Many thanks for your response.
When I installed Ubuntu, I was given the choice between primary and logical for each partition, and chose primary for the root partition. Would there be any disadvantage to me reinstalling Ubuntu and setting the root partition as logical?
Ok, so your
root partition is primary? I noticed there were two "linux native" partitions in the bootpart output, one of which was primary, and the other logical, so I guess the logical partition is your /home partition? It looks like your swap partition is also logical.
As for whether or not you should reinstall Ubuntu, and set the root partition as logical, definitely not ! There is no advantage to doing that. The problem is Vista's Disk Management is incorrectly reading your disks, and so it sees your /home partition as primary, when it is really logical. Not sure exactly
why its doing that, but its obviously a problem if its causing BootGrabber to crash...
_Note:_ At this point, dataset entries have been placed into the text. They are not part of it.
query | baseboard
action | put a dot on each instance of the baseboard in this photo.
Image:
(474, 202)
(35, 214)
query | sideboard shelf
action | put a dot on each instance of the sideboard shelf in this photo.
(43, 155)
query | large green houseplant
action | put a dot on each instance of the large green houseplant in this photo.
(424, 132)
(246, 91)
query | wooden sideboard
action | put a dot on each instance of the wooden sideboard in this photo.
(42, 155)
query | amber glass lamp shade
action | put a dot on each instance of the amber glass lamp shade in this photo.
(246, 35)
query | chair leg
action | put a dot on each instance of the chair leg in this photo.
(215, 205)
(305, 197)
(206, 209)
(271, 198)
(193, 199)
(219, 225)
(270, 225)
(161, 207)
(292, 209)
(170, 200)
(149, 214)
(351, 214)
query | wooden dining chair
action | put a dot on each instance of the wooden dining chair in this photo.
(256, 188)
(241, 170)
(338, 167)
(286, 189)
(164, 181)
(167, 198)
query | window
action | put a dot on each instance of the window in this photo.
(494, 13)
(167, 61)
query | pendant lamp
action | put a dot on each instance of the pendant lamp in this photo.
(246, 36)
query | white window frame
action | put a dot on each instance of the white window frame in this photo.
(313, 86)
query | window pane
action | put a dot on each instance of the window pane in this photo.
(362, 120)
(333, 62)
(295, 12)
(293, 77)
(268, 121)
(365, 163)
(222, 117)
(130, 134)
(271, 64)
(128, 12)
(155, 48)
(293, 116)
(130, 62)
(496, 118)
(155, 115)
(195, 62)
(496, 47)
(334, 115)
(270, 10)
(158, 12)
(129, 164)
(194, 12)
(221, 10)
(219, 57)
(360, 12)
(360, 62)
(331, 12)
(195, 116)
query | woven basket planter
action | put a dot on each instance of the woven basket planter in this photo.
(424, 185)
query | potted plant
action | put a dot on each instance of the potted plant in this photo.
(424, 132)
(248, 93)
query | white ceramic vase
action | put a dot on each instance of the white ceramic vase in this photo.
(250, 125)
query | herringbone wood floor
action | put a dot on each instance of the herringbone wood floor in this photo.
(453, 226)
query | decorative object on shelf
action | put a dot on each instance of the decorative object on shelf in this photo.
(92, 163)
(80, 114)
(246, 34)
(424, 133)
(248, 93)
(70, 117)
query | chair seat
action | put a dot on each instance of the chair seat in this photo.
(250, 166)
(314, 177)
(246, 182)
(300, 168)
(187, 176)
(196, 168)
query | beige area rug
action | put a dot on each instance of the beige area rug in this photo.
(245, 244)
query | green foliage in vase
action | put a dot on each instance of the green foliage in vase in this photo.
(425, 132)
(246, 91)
If you don't have any hidden logical partitions, it may be because you have "free space" on your drive, which is maybe what is throwing Disk Management off, and making it see the /home partition as primary.
Would you advise making any other changes to my disks? I must admit I don't know too much about partitions, but always assumed 'primary' was needed for operating systems. Is it alright that my other, storage drives are also set to primary?
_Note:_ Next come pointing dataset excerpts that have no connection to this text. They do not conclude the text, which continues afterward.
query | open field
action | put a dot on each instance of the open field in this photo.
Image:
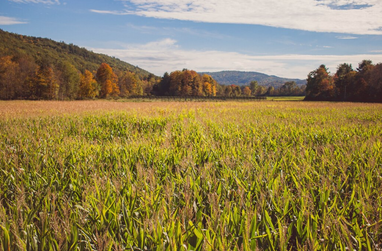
(101, 175)
(286, 98)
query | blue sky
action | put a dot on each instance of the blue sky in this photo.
(286, 38)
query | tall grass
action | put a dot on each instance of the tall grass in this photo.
(211, 176)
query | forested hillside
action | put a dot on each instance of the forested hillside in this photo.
(54, 53)
(363, 84)
(40, 68)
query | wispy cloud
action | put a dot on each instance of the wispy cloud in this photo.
(168, 31)
(311, 15)
(109, 12)
(346, 37)
(376, 51)
(10, 21)
(50, 2)
(165, 55)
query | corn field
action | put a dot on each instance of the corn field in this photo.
(102, 175)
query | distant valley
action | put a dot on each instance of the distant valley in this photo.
(244, 78)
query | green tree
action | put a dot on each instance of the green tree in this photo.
(253, 86)
(88, 86)
(319, 85)
(107, 79)
(342, 80)
(69, 81)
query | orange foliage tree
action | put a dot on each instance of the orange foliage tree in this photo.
(107, 80)
(88, 86)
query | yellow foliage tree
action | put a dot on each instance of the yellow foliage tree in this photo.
(88, 86)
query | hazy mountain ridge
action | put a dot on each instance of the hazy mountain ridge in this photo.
(244, 78)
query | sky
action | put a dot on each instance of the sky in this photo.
(286, 38)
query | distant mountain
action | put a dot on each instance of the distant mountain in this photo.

Yes, expand your root and /home partitions with Gparted, so they take up that free space on your disk, and see if it resolves the issue.
Addendum:
Ok, so yeah, reviewing the bootpart output, your /home partition is definitely the logical, and your root partition is the primary. I previously hadn't looked at the sizes of the partitions before, but now I did, and so the first "linux native" partition in the bootpart output is the 988 MB /home partition, and the other one is the 44 GB root partition.
I guess what threw me off the first time, when I compared the two (i.e. the bootpart output, and the disk management screenshot), is the fact that in Disk Management, your root partition was showing as the second partition on disk 0, and in the bootpart output, there is a "linux native" logical partition (which I now know to be the /home partition) as the second partition on the disk (if you skip the extended, which disk management doesn't count) which I assumed the first time to be the root partition, but which I now know is the /home partition. I guess Disk Management in your case doesn't even correctly display the
order of the partitions, much less show the logical partitions as logical.
Anyway, so yeah, go ahead, and resize both of your linux partitions (i.e. your root and home), so they take up the free space following each partition (if Disk Management even got that part right), using Gparted. If it turns out the free space is following some other partitions on your disk, then those are the ones you need to expand, so they take up the free space.
Once you do that, try using the Linux option in EasyBCD again, and see if it still crashes.